A native of Iran, Bell was unable to return to her home country after studying at an international high school in Hong Kong. She came to the U.S. first as a student at Earlham College and now at OSU. It has become increasingly difficult for her to obtain travel visas to see her family, and they can’t visit her here because of the travel ban implemented by the Trump administration.

“We are less about dance technique and more about expression and being creative,” Bell said, downplaying the need for the kind of training she has had among other members of the group. “We reflect on a history, or story, and from that derive movements on our own. Sure, if you have more dance experience, maybe you’re quicker, or have some vocabulary, but this is more about what happens when our stories are put together.”

“There is a quote from Martha Graham that says, ‘Dance is the hidden language of the soul.’ I feel like that is the language we use to connect to each other, the language of movement,” Haryjot Singh said.
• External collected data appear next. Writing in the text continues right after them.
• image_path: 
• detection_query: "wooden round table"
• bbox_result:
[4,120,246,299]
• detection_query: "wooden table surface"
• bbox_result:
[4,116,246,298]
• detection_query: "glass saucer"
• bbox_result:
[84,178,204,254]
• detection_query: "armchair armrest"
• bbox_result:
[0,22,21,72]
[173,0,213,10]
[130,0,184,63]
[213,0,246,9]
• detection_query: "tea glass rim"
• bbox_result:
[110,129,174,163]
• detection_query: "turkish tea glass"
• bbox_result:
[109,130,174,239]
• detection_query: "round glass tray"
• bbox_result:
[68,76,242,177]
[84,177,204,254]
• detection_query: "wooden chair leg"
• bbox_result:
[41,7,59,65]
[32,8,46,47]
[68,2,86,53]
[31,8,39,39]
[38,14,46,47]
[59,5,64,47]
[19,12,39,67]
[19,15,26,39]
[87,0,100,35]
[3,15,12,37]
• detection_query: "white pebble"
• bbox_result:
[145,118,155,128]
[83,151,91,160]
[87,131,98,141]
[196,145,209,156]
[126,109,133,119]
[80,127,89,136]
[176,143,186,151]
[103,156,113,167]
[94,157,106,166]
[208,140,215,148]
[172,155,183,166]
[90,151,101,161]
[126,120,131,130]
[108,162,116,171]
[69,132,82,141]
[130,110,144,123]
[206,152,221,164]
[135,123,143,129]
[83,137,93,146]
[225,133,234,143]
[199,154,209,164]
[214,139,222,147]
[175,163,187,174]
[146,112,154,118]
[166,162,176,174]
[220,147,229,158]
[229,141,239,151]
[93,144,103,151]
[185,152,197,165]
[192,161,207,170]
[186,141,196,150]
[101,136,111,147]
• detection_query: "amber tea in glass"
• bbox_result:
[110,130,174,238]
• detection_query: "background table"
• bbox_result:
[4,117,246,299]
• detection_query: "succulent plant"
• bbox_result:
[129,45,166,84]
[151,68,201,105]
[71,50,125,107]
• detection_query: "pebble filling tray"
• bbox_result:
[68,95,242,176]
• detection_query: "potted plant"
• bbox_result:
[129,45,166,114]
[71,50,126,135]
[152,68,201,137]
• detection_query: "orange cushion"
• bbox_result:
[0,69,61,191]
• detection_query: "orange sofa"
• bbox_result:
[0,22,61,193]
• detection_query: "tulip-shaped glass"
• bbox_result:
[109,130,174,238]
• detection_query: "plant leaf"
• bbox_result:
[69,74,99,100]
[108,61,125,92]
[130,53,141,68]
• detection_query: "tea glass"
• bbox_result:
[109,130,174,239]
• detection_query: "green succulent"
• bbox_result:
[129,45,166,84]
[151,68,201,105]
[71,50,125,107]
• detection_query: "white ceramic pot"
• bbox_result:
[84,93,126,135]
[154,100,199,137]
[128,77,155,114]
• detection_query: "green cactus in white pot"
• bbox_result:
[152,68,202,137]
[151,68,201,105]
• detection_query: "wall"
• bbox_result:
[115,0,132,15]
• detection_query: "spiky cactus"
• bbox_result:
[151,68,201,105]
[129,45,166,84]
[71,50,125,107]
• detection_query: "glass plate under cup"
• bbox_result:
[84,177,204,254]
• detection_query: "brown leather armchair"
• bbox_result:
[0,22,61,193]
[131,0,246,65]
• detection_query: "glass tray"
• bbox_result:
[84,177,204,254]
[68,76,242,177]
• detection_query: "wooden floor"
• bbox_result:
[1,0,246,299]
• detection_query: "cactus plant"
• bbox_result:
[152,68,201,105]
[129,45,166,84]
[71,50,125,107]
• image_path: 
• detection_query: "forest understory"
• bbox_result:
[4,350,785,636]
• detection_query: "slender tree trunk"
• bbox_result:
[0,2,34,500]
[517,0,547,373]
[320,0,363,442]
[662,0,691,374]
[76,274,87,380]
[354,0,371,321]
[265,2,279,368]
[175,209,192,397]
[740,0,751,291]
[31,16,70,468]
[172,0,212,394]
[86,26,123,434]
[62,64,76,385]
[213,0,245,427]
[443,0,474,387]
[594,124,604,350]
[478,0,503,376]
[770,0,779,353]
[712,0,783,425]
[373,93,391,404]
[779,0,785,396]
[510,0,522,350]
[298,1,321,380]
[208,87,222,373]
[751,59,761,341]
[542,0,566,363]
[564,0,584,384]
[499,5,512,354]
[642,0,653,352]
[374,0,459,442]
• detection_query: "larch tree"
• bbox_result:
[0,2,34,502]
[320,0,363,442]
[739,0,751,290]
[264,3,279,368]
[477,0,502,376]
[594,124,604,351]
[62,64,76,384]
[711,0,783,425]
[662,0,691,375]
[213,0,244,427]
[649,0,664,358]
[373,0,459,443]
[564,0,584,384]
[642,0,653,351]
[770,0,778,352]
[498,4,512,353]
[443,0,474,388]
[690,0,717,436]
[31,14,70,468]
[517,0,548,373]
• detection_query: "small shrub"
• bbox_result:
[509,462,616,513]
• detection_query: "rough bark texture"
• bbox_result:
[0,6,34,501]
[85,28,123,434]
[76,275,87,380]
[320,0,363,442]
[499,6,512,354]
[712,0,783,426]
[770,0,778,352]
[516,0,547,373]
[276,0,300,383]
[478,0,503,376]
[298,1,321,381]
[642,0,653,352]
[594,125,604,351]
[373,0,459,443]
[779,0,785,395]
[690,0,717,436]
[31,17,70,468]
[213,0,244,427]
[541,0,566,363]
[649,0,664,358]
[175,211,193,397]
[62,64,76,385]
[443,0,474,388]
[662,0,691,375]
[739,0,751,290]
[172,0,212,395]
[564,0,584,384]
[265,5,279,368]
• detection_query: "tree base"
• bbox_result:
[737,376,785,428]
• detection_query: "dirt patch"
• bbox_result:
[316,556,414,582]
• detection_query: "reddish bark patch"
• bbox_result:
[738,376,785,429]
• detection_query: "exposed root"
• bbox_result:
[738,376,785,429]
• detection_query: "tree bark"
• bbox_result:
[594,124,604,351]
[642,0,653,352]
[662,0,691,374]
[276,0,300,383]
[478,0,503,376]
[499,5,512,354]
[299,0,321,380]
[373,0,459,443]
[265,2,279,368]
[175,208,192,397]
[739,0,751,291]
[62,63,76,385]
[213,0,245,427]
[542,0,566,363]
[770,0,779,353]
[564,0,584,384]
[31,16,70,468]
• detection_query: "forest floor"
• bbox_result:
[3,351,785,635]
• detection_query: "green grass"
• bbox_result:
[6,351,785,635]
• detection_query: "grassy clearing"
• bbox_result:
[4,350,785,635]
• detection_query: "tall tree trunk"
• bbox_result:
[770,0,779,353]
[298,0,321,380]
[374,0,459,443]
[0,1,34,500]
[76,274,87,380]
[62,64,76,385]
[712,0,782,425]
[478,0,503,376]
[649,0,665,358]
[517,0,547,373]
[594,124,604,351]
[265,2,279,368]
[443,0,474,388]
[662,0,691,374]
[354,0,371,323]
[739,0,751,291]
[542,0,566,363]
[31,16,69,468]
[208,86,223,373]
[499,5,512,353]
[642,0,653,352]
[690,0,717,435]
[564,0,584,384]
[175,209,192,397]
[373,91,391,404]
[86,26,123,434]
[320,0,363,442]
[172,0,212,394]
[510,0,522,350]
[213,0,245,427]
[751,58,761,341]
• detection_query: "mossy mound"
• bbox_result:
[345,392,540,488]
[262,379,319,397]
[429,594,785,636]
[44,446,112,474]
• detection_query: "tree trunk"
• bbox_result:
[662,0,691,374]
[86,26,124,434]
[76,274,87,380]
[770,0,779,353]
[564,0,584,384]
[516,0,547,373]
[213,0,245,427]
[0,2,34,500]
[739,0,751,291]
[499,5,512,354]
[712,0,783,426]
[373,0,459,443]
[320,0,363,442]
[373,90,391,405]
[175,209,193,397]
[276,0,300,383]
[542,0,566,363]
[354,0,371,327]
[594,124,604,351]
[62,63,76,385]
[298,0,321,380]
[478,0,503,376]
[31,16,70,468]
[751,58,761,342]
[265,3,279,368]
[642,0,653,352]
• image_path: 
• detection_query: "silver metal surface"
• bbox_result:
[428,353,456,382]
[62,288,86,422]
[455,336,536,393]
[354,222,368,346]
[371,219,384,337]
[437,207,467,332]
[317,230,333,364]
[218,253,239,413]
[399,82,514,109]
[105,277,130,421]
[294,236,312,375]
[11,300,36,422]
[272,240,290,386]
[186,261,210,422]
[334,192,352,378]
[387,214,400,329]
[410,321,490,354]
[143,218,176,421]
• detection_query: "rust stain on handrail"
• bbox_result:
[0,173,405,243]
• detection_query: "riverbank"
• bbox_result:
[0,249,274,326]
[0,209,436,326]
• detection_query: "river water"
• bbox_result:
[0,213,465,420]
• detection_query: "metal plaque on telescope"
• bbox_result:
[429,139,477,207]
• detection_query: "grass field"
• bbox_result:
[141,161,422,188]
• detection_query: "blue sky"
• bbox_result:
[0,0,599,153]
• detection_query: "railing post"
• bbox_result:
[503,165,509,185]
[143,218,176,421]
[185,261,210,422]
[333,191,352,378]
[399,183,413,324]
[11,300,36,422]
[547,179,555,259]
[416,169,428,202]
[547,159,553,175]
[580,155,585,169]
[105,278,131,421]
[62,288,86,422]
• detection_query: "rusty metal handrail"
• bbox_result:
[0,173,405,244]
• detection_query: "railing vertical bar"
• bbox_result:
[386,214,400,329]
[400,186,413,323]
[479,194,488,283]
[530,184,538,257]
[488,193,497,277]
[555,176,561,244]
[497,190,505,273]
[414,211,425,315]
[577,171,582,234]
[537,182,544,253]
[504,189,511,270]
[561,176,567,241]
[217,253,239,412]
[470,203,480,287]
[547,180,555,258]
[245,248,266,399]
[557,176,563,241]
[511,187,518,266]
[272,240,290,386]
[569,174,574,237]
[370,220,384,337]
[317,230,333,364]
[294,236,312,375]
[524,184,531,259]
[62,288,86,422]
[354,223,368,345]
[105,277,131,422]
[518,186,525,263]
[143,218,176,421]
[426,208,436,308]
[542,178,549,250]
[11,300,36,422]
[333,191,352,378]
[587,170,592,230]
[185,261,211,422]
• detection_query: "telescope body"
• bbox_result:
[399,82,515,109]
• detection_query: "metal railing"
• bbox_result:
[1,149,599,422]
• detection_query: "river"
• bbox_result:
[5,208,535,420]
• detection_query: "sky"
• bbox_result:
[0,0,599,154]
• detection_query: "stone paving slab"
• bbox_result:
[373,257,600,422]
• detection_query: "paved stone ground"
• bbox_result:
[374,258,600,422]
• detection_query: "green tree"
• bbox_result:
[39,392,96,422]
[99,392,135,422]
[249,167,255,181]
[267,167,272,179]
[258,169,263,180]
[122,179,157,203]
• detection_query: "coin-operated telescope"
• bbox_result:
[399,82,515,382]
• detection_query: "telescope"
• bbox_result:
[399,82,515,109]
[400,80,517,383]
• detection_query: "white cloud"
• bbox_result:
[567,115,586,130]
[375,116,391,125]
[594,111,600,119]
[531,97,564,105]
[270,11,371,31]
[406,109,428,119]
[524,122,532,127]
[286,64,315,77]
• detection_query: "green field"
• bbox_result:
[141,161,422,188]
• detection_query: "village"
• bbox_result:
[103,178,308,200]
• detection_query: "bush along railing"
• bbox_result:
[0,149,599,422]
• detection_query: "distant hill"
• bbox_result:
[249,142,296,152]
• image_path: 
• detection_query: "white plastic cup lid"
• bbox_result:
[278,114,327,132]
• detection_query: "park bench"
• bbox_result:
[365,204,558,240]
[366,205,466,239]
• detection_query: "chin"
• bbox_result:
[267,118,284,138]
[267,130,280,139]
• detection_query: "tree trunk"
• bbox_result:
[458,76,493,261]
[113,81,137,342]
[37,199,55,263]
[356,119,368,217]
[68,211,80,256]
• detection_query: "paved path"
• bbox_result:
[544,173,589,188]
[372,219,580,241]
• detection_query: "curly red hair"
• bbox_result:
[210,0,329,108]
Singh came to the States when she was 6, her family given visas because her grandparents were U.S. citizens. Health issues experienced by her grandparents and her father resulted in them overstaying their original visas, and Singh is now covered under Deferred Action for Childhood Arrivals (DACA). Her experience in dance is less formal, having learned a variety of Latin dance styles from a friend with whom she grew up.

“We’ve had some women come and go since the fall, but the dynamic of the group hasn’t changed,” Singh said.

“It’s a safe space and we are ready to go whenever we are together. Even though not all of us have dance training, we are ready to go wherever that emotion wants us to go, honestly, whatever that body feels at that moment,” said Yildiz Guventurk, a native of Turkey.

Guventurk is here on a student visa, the clearest way she could find to continue dance work she began here as a tourist. 

“Right now, all of us happen to have one legal status or another. But there is so much terminology. What we all feel, no matter where we came from or how, is that, as an immigrant, you are torn in two. You have to reconcile those parts,” Toth said. “We work on the memory of the body, because the body remembers a lot of things. A lot of trying to heal addresses what the brain remembers, but not what the body remembers.”

The March 28 open rehearsal will feature the group’s members moving around and with an actual wall, so perhaps this universal, nonverbal language will have a bit of obvious metaphor.

“There is this narrative about a wall, and I wanted to see what happened if we had one and engaged it, played with it, and could maybe see the burdens it created and try to negotiate this relationship,” Toth said. “Maybe movement is a way to reconcile this being on two sides of the border. So with this project, we are learning stories and using bodies so we can reclaim our voices.”